Wednesday, October 27, 2010

Book Review: Voltaire's Calligrapher by Pablo De Santis

Voltaire's CalligrapherVoltaire's Calligrapher by Pablo de Santis

My rating: 4 of 5 stars

“Voltaire’s Calligrapher,” is an owlish historical novel, as well as part thriller. It is also a philosophical novel, full of adventure. Dalessius is a twenty year old calligrapher and archivist, who goes to work for the famous Voltaire. Mechanical writing is already on the scene, but the talent of the calligrapher is still needed in a world where invisible and poisonous varieties of ink still have place among enjoyable cat and mouse games, filled with conspiracies, individual manuscripts, libraries, and booksellers. He is raised by an uncle, who makes his living transporting corpses.
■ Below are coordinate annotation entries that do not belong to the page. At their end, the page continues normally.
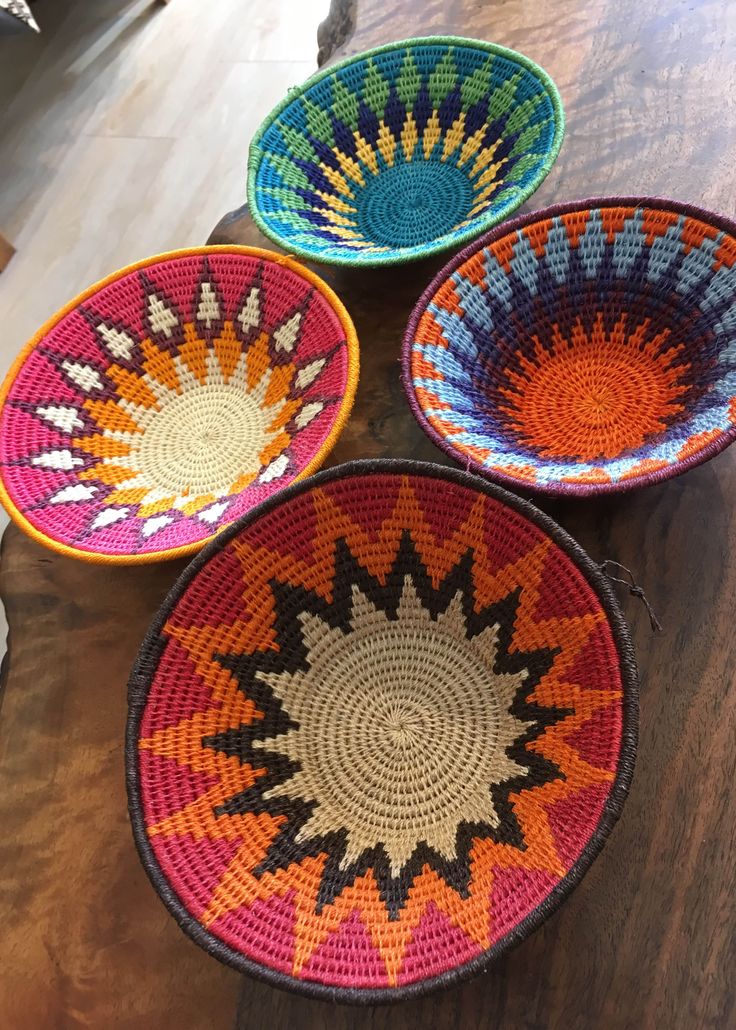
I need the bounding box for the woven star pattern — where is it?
[137,476,623,990]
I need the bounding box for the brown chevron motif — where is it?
[129,462,635,1001]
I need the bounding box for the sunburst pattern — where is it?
[404,200,736,493]
[248,37,563,265]
[2,248,356,559]
[130,464,631,999]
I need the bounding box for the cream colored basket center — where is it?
[132,384,274,493]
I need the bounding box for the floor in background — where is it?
[0,0,329,653]
[0,0,328,374]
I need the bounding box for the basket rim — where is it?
[0,244,360,565]
[125,458,639,1005]
[246,35,565,268]
[400,195,736,497]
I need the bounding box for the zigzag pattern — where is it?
[249,40,562,264]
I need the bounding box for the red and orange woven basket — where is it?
[127,460,637,1003]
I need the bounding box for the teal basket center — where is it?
[355,161,472,247]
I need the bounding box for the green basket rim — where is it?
[246,36,565,268]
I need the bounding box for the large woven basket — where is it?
[0,247,358,563]
[248,36,563,265]
[404,197,736,495]
[127,460,637,1003]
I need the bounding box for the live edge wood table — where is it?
[0,0,736,1030]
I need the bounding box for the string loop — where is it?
[599,558,662,633]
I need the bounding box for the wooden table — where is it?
[0,0,736,1030]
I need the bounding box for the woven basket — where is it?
[0,247,358,563]
[248,36,563,265]
[404,198,736,495]
[127,460,637,1003]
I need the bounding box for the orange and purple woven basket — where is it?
[127,460,637,1003]
[404,198,736,496]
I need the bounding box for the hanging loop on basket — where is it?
[599,559,662,633]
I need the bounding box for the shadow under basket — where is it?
[404,197,736,495]
[127,460,637,1004]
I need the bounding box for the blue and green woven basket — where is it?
[248,36,564,265]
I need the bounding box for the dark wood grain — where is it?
[0,0,736,1030]
[0,526,239,1030]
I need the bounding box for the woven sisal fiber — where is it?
[0,247,358,562]
[127,460,637,1003]
[404,198,736,495]
[248,36,564,265]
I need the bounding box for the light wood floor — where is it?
[0,0,329,375]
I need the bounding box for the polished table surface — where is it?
[0,0,736,1030]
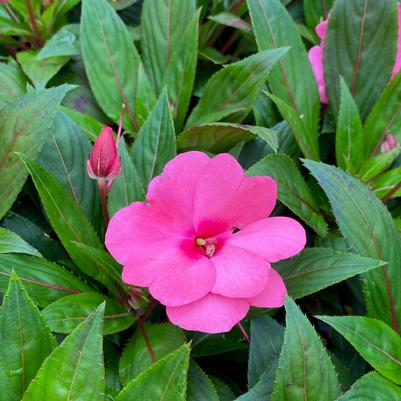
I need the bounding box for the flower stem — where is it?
[237,322,251,344]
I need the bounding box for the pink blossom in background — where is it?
[105,152,306,333]
[308,3,401,104]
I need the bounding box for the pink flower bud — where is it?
[87,125,121,181]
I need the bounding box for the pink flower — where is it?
[308,3,401,104]
[106,152,306,333]
[87,125,121,181]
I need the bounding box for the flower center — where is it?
[195,237,216,258]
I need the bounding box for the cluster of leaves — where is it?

But once in the services of Voltaire, Dalessius is set out as a spy to look into the case of the suspiciously condemned Jean Calas, but ends up in a web of far greater intrigue between the Dominicans and the Jesuits. At a deeper level, you could say, he finds himself in the middle of the intrinsic struggle between the mephitic remnants of the Dark Ages and its collateral ingredients. The stage is filled with life-like automatons, graveyards, executioners with their ingenious devices, huge homes where it easy to get lost, back alleys, bordellos, henchmen, and poisonous fish. How can you go wrong? The best part—it’s not too long. It is short, amusing, and very, very smart.